Cosa è successo? Secondo il Caffè, l’uomo aveva già avuto degli ammonimenti anni fa, poi tutto era proseguito senza intoppi sino alla denuncia di una ragazza alla direzione per frasi sessiste e sopra le righe. La direzione del Liceo ha trasmesso la denuncia all’Ufficio dell’insegnamento medio superiore (Uims), il cui direttore Daniele Sartori ha convocato il giorno stesso la ragazza, sentendola insieme a Giorgio Franchini, capo della Sezione amministrativa del Dipartimento dell’educazione, della cultura e dello sport (Decs) e Chantal Giavera, giurista. Il docente, convocato all’improvviso, ha faticato a difendersi, trovandosi di fronte a una situazione che lo trovava impreparato e basito.

"La decisione del Decs si baserebbe sulla testimonianza di una sola ragazza, mentre buona parte degli altri allievi lo difendono. Con questi metodi d’inchiesta qualsiasi insegnante in Ticino deve sentirsi a rischio", spiega Rossi.

Ma questo caso è l’occasione anche per riflettere sui rapporti fra docenti e allievi. Zeno Casellla del SISA ripropone l’idea di aprire uno sportello di ascolto, dato che a suo avviso le segnalazioni non vengono ascoltate.

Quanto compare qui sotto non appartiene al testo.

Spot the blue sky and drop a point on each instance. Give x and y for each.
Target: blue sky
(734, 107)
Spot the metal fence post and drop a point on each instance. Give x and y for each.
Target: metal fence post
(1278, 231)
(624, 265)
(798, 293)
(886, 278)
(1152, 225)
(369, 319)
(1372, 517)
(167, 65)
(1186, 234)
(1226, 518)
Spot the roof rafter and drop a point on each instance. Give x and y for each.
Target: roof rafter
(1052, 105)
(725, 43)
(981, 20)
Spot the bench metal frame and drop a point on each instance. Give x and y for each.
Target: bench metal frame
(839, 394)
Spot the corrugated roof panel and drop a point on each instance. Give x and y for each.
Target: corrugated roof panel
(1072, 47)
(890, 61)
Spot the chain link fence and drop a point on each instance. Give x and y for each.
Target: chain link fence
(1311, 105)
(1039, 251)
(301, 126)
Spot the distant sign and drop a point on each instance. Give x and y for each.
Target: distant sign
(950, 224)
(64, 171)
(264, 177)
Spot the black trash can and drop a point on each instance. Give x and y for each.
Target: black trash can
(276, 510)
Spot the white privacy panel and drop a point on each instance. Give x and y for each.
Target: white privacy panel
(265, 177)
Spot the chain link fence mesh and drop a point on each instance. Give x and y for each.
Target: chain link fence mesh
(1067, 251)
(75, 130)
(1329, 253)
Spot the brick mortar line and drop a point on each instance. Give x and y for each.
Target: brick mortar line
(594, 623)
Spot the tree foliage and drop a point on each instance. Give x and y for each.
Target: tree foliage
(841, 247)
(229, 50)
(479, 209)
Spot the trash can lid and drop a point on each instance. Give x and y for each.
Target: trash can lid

“Se fai il tuo lavoro con serietà, ti presenti come una figura autorevole, allora diventa molto più difficile cadere in situazioni ambigue", spiega una docente del Cpc di Locarno. Evitare l’ambiguità è la questione più importante. Daniele Bianchetti, direttore della Scuola media 1 di Locarno, sostiene che "l’adolescente non reagisce come un adulto, non ha gli stessi strumenti", dunque diventargli amico o mettersi al suo livello è un autogol.  Calcolando, aggiunge, che il docente è solo e il giovane ha l’appoggio della classe.

Il settimanale ha intervistato anche Giovanni Galli, psicopedagogista,il quale è convinto della necessità di tenere le giuste distanze da parte degli allievi: indispensabile il lei, bisogna fare attenzione al linguaggio, non usarne uno vicino a quello dei social per sentirsi più vicin iai ragazzi, per esempio. E guai, appunto, a diventare loro amici (pensa la stessa cosa dei genitori, un tema complesso…).